Ora, é evidente que se trata de lapsos na adaptação ao caso concreto dum anterior texto. Mas vista na sua globalidade o que esteve no pensamento do julgador ao fixar as penas aplicadas foram os factos que constam da factualidade dada por provada e que também constam da parte relativa à motivação de direito.
É ostensivo que estas inapropriadas transcrições nada têm a ver com a decisão e que terão ficado a constar da sentença por manifesta desatenção do juiz, havendo que proceder à sua eliminação ao abrigo do art.º 380º n.º1 alínea b) e n.º2 do Código de Processo Penal.
O tribunal não condenou o arguido pelos factos que erradamente menciona e acima transcritos, mas pelos factos que enunciou na decisão de facto, não existindo a apontada nulidade, antes pelas razões expostas tratando-se de lapso de escrita que importa corrigir.
2.5- Quanto ao pedido de indemnização civil teceremos as seguintes considerações –
O arguido e a demandante eram casados entre si no regime da comunhão geral de bens uma vez que o seu casamento é de 1966 e foi celebrado sem convenção antenupcial.
Nos termos do art.º 1732º do Código Civil o património comum é constituído por todos os bens presentes e futuros dos cônjuges, que não sejam exceptuados por lei.
E não nos parece que o PPR em causa caiba no elenco dos bens incomunicáveis constante do art.º 1733º do Código Civil.
Assim, o valor do PPR era um valor integrado no património comum do casal.
Tanto que foi a própria demandante que no seu isento depoimento deixou claro que se tratou duma aplicação de dinheiro feita no período de casados, com dinheiro do casal.
Aliás, no regime dos «planos de poupança» regulados no Dec-Lei nº 158/2002, de 2/7, está prevista a situação em que por força do regime de bens do casal o PPR seja um bem comum.
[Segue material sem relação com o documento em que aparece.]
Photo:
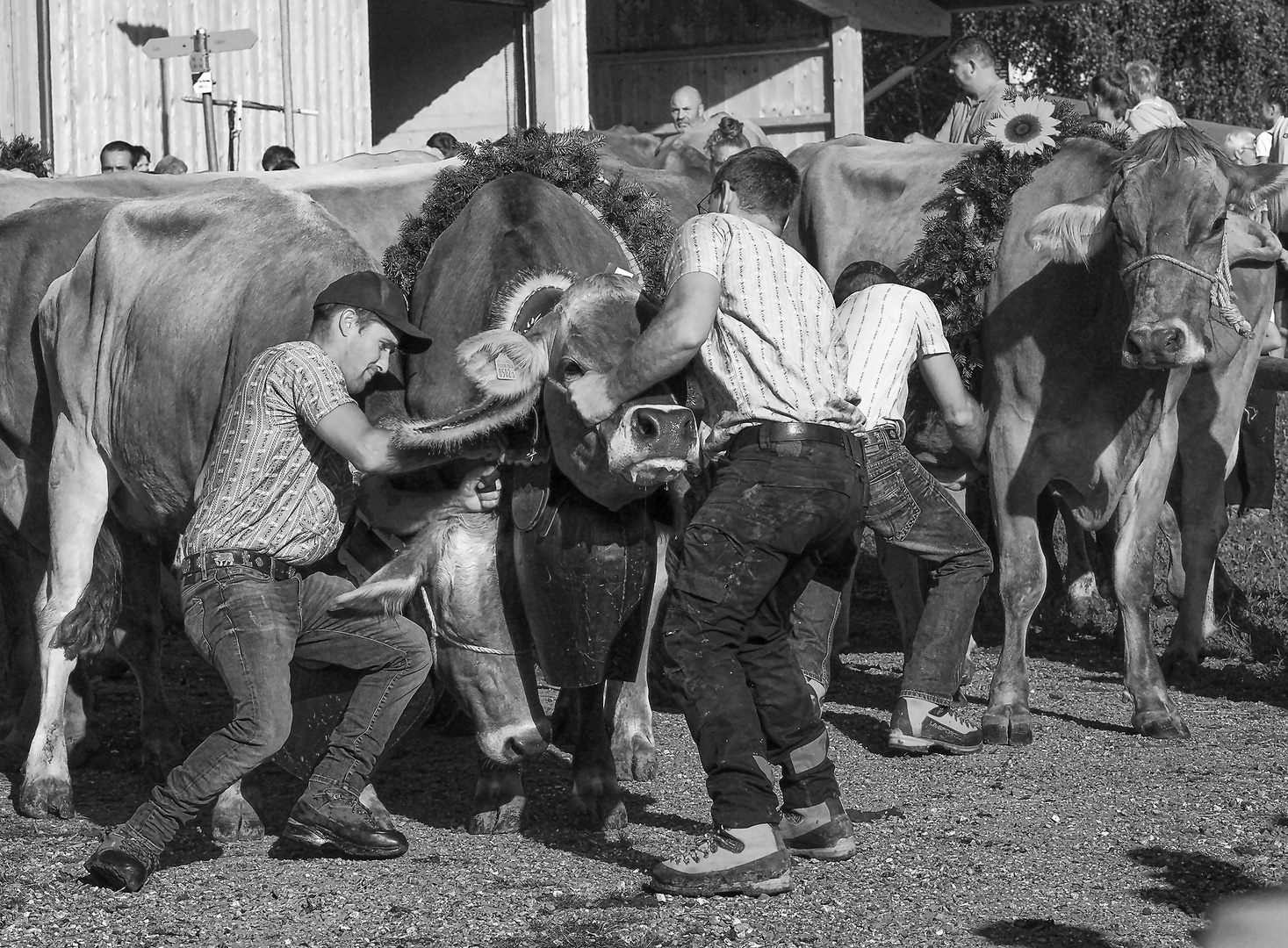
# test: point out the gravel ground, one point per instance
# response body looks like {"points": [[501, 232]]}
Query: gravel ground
{"points": [[1091, 837]]}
Neste sentido podem ver-se os n.ºs 6, 7 e 9 do art.º 4º do dito Dec-Lei nº 158/2002[1].
Os bens comuns do casal integram a chamada «comunhão de mão comum», um “património colectivo” em que o direito cabe a cada uma das pessoas por completo sem que se verifique a sua divisão em quotas ideais.
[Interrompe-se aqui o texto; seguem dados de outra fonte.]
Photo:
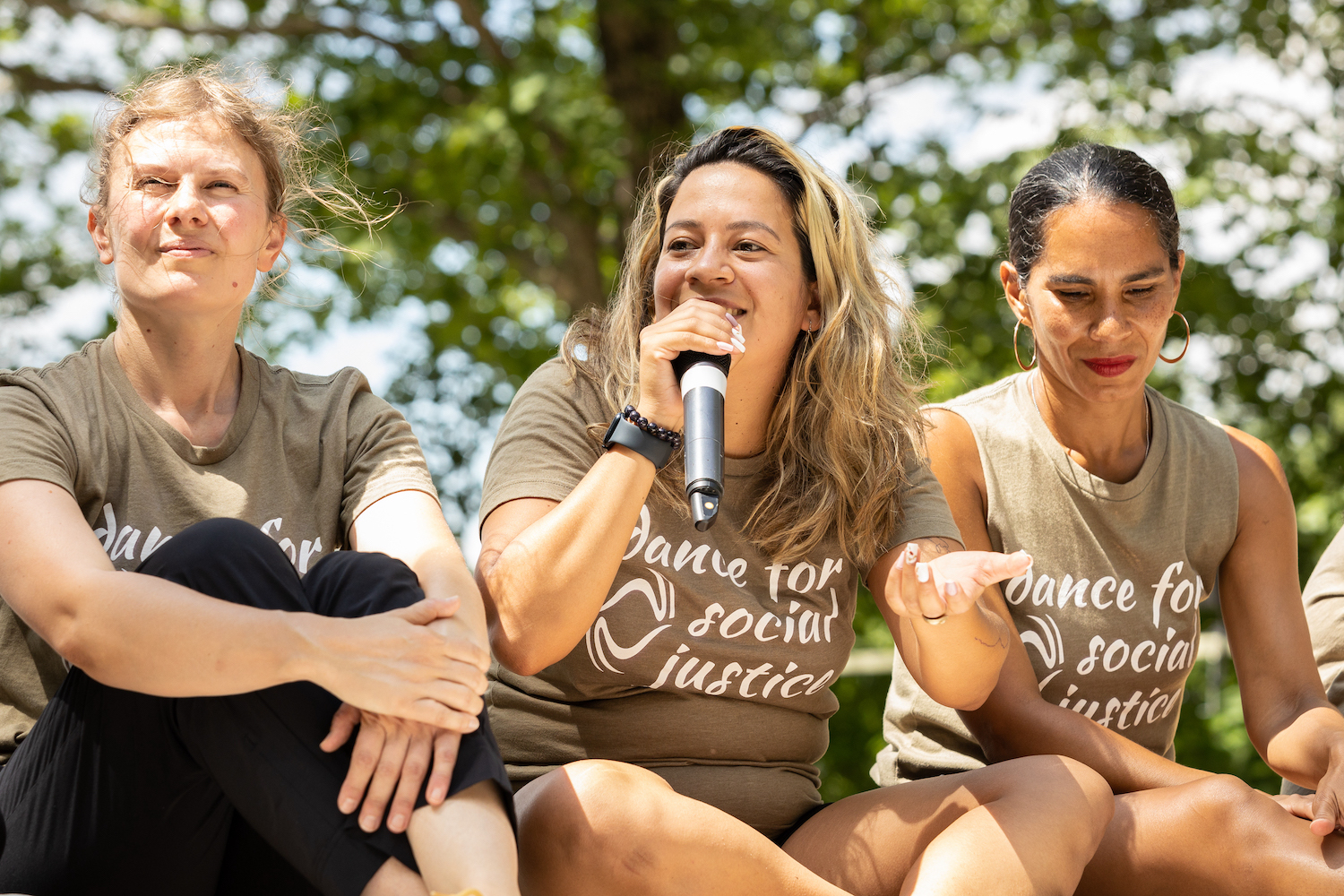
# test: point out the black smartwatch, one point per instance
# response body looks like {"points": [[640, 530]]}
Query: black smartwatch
{"points": [[632, 437]]}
O pedido de indemnização, que é de 12/3/2008 ou seja de data em que ambos ainda se encontravam casados entre si, é de condenação do demandado a pagar à demandante o valor do PPR e respectivos de mora.
Mas a nosso modesto ver o pedido não pode proceder por se tratar dum valor integrado no património comum do casal, isto apesar de se tratar de PPR em nome da demandante.
Decretado que foi o divórcio, esse valor do PPR terá de ser levado em conta na partilha do património comum dos ex-cônjuges.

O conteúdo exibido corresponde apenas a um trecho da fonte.